その10
とは言え、儀式はこちらが先である。
と思う……。
どうにもこうにも、こんだけ、人任せでいいのかという不透明感がある。
いや、不透明感ではないですねぇ……、何て言ったらいいのか?
まあ、ただ、ラブコメ史上、類の見ない展開なのは間違いがないだろう。
とは言え、2人に任せて放っておくと、多分、一生このままであろうという不安点がある。
まあ、周りが動く事で、上手くい事は現実世界のでもある事はあるので、良しとしておこう……。
それにしても、『漆黒の闇』が2つ名としてしっくり来る。
そして、文武両道の才女の方も、まあ、弱点がない訳ではないという事だろう。
実に人間らしい?
「さて、本日の議題ですが……」
緊急御前会議で、主導したのはクルスだった。
メンバーは、リ・リラ、ラ・ミミ、エリオ、ロジオール公、ヤルス、クルス、そして、マサオの現時点でのフルメンバーである。
いつも通り、リ・リラとラ・ミミが上座、左右に、海軍府、陸軍府、対面に中務府の配置になっている。

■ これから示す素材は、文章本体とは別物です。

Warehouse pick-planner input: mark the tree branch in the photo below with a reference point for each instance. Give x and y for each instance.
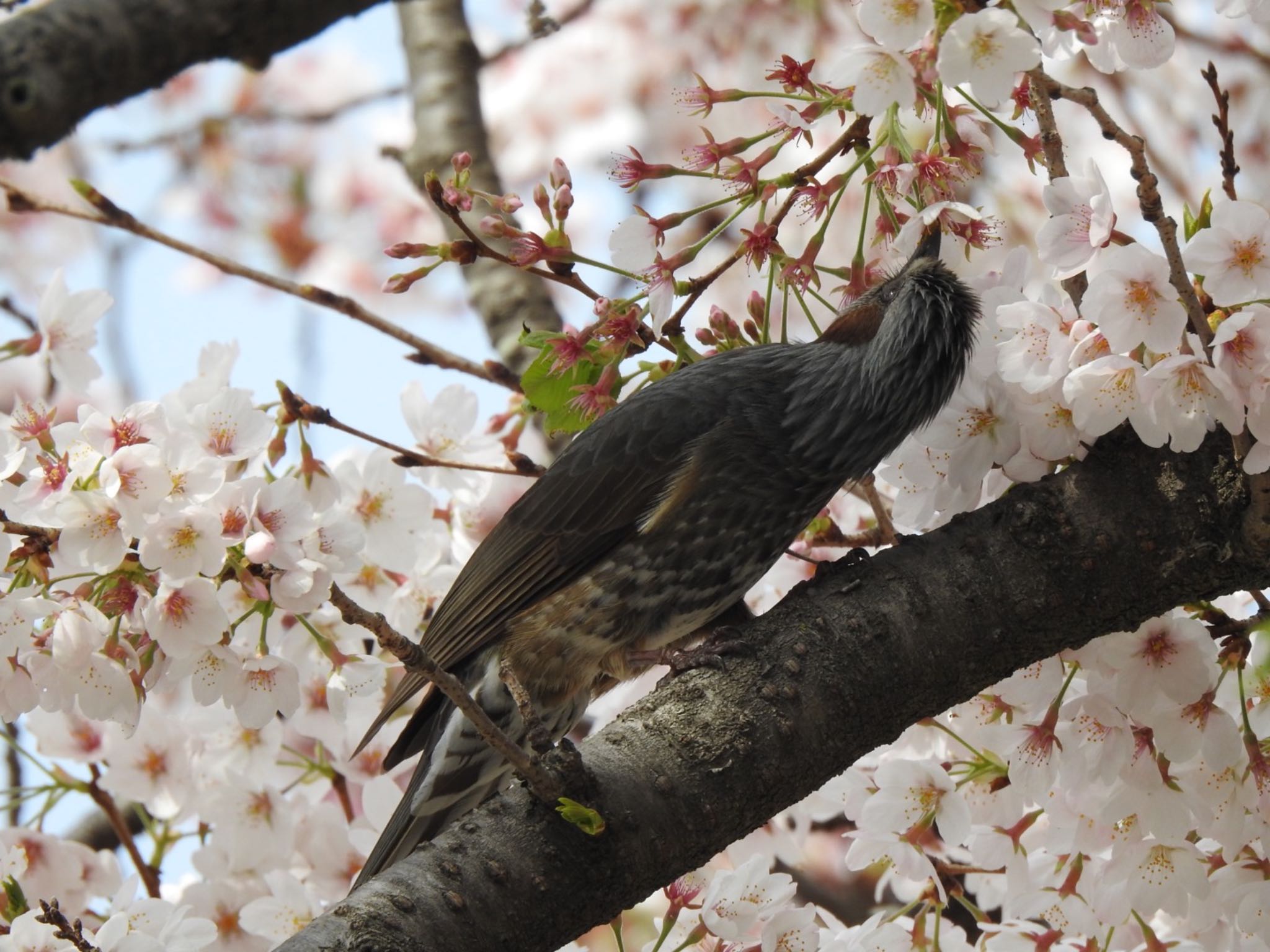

そんな中、クルスの指示で今回の議題の資料が配られた。
議題の内容は、リ・リラとエリオには当然知らされてなかった。
そして、勿論、他のメンバーは知っていた。
緊急性が高いと知らされ、いざ出席したリ・リラとエリオ。
「!!!」
「!!!」
資料に目を通すと、愕然として、お互いの顔を見合わせたのは言うまでになかった。
渡された紙は一枚。
そこには、今日からの日程が書かれていた。
一目瞭然だった。
「ご覧頂ければ、お分かりになると思います。
今後、このような日程で進めていきたいと考えています」
クルスは、意見を聞かずにそう締めくくると、席に着いた。
「……」
「……」
リ・リラとエリオは、紙を穴が空くのではないかと言った感じで見続けた。
……。
2人が全く発言しないので、会議室は静まり返っていた。
(やれやれ、どうしたもんですかねぇ……)
母親は、息子を見た。
(これ、どうするんだ、我が息子よ!)
父親も、呆れながら息子を見た。
(いやいや、ちょっと待って下さいよ、お二人共)
息子の方は、余裕綽々で対応していた。
そして、楽しそうに、本日の主役である2人を、交互にキョロキョロと見ながら観察していた。
「……」
「……」
リ・リラとエリオは、それでも沈黙を続けていた。
これ程、2人を黙らせる事が出来たのは初めての事だった。
それだけに、クルスは自分の優位性を楽しんでいた。
とは言え、このまま放っておく訳には行かなかった。
両親からの無言のプレッシャーがあり、ヤルスとマサオの気まずそうな視線も気になってきた。
(やれやれ……)
クルスは、残念に思いながらも2人に助け船を出す事にした。
「勿論、お2人にはこれを拒否する権利がございます」
クルスは、仕方がないと言った感じでそう言った。
これは助け船になっているのだろうか?
とは言え、クルスの発言に2人はきちんと反応した。
エリオは、何か希望を持った表情になった。
それに対して、リ・リラは、険しい表情になった。
無論、エリオの表情が目に入ったからだ。
「とは言え、そうなると、もう、我々の手には負えなくなります」
クルスは、お手上げとばかりに両手を上に上げた。
その言葉に、リ・リラとエリオ以外はうんうんと頷いた。
もう、これは御前会議という崇高なものではなかった。
単なる井戸端会議である。
親戚同士の家族会議であった。
「……」
リ・リラは、それでも無言だった。
「うっ……」
エリオの方は思わず、声が漏れてしまった。
流石に、稀代の策略家である。
この先の展開が一瞬で分かってしまった。
「まあ、我々はどちらでもいいのですが、どうなさいますか?」
クルスは、自分の優位性を前面に出して、尋ねてきた。
無論、勝ちを確信しての事である。
まあ、負ける訳には行かないという思いもあるので、強気で押している側面もある。
「分かりました。
お願いします」
ヘタレなエリオは早々に降参した。
「……」
リ・リラの方は、それでも頑なに無言を続けていた。
「陛下はどうなさいますか?
お2人が賛同しないと、流れますが……」
クルスは、ダメ押しとばかりにリ・リラに迫った。
「!!!」
リ・リラは、無念そうに周りを見渡した。
味方はいない事を確認したに過ぎなかった。
「分かりました。
そのように進めて下さい」
リ・リラは、不満そうにそう言った。
とは言え、胸のドキドキは隠せないでいた。
(やれやれ……)
リ・リラとエリオ以外のメンバーは、同時にそう思いながらも安心したのだった。